2. Ben & Jerry’s: The taste matters less than the hippyish image of its founders, which appeals to baby boomers.
3. Apple’s iPod: inspires staggering affection among users.
4. Samsung: in 2001, the company consolidated all its various brand names under the Samsung umbrella.
5. eBay: recognised the world over despite little traditional advertising.
Brands that flopped:
1. Flavoured Kit Kats. In 2003, flavours such as strawberries and cream were introduced. Sales fell by a fifth.
2. McDonald’s Arch Deluxe burger: the attempt in 1996 to appeal to sophisticated palates with pricier burgers failed.
3. Clairol’s Touch of Yoghurt shampoo: buyers simply disliked the idea of washing their hair in yoghurt.
4. Chrysler’s La Femme: the pink and white car, which came with matching raincoat, compact and cigarette case, was aimed at women but designed by men.
How cars attract us
BrightHouse Neurostrategies in Atlanta was an early pioneer in neuromarketing. It conducted MRI scans of consumers while they were looking at pictures of products. Its Fortune 500 clients have included Coca-Cola, Delta Airlines, Georgia Pacific (a tissues and packaging company) and MetLife, a life insurance company.
DaimlerChrysler has employed MRI imaging at a research centre in Germany to study how consumers perceive its cars. It found that images of sports cars, rather than saloons or small cars, stimulated the “reward” centre of the brain, which is also stirred by alcohol, drugs and sex.

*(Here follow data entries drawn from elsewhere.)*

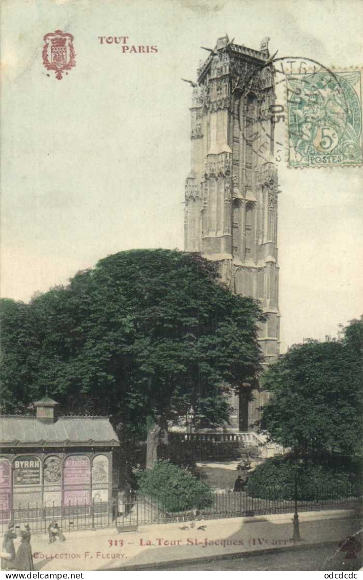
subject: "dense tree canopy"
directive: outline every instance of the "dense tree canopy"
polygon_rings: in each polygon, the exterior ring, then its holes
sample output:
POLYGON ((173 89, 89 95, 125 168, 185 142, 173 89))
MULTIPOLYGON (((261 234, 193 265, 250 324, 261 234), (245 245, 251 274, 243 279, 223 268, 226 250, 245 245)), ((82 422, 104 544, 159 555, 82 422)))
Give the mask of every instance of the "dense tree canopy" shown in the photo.
POLYGON ((262 425, 274 441, 299 454, 360 450, 362 338, 353 320, 343 338, 296 345, 269 368, 262 425))
POLYGON ((218 277, 199 254, 135 250, 28 304, 3 300, 3 411, 47 390, 66 412, 111 414, 135 430, 191 405, 200 420, 226 420, 225 393, 252 387, 260 371, 263 316, 218 277))

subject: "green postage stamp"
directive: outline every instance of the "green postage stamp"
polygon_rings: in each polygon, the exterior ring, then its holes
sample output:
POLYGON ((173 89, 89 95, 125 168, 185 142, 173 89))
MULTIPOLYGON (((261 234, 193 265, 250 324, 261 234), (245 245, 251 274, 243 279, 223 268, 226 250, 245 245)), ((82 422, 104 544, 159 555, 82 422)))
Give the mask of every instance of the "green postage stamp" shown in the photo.
POLYGON ((289 74, 287 87, 290 167, 363 162, 360 70, 289 74))

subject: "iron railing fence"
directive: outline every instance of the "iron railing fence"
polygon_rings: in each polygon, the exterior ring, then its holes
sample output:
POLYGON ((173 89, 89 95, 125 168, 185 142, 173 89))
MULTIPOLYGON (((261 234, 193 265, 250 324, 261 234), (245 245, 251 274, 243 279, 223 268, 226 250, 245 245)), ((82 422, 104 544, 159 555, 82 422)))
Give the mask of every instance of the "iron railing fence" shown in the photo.
MULTIPOLYGON (((93 502, 68 506, 43 507, 36 505, 19 505, 12 509, 0 511, 0 534, 3 534, 9 523, 16 530, 28 524, 32 533, 46 533, 48 527, 56 521, 64 531, 116 527, 118 529, 135 529, 138 525, 173 521, 196 522, 238 516, 289 513, 294 511, 295 499, 281 499, 281 489, 265 488, 252 497, 245 491, 214 493, 207 506, 190 507, 177 502, 171 503, 170 496, 152 498, 140 492, 135 494, 121 505, 117 501, 93 502)), ((328 489, 316 490, 315 497, 297 501, 299 512, 328 509, 355 509, 361 499, 360 490, 349 494, 329 493, 328 489), (329 497, 329 495, 331 496, 329 497), (333 496, 332 497, 331 496, 333 496)))

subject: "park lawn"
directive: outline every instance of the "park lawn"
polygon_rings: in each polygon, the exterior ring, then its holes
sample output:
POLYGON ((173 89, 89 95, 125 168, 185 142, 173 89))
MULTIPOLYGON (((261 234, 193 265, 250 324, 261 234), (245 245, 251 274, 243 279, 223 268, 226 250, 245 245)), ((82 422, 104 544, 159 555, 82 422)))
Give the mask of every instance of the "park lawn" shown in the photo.
POLYGON ((197 473, 203 481, 217 490, 233 490, 237 476, 243 480, 247 477, 247 472, 207 465, 197 467, 197 473))

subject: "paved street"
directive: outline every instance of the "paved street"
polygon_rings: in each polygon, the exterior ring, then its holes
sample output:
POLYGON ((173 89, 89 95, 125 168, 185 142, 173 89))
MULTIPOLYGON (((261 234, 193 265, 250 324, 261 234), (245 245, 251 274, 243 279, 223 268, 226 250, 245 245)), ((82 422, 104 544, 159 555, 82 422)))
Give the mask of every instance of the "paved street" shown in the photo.
POLYGON ((341 554, 333 556, 331 545, 285 550, 270 554, 244 558, 219 560, 170 567, 149 568, 153 570, 358 570, 358 560, 343 564, 341 554), (332 557, 332 556, 333 556, 332 557))

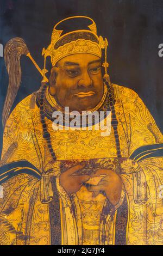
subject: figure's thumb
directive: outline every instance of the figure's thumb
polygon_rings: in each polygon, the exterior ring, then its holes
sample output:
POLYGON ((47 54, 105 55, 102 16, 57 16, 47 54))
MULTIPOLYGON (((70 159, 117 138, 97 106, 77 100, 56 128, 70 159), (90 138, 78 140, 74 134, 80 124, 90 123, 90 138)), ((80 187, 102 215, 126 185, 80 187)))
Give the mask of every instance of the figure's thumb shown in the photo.
POLYGON ((79 164, 73 166, 66 170, 66 174, 67 175, 72 175, 75 173, 78 170, 82 169, 86 165, 86 162, 83 161, 79 164))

The car company also found that looking at the front of a car lit up the area of the brain that handles faces, which may explain the popularity of “friendly-looking” cars such as Mini Coopers.
Why Coke, not Pepsi?
It all started with the Pepsi Challenge. Shoppers stopped by Pepsi marketers submitted to a blind taste test between Pepsi and Coke and over and over again Pepsi won. So why did Coke still lead
the market? It was that puzzle that still bothered Read Montague, an American neuroscientist, more than three decades after the advertisements were aired. He set out to solve it, monitoring the brain waves of volunteers as they sampled the two drinks, both blind and knowingly.
For years, marketers had argued they could influence consumers’ choices through the use of brands. Now there was neurological proof they were right. Montague’s findings were published in the October 2004 issue of Neuron, a science journal, and a new marketing cottage industry was born.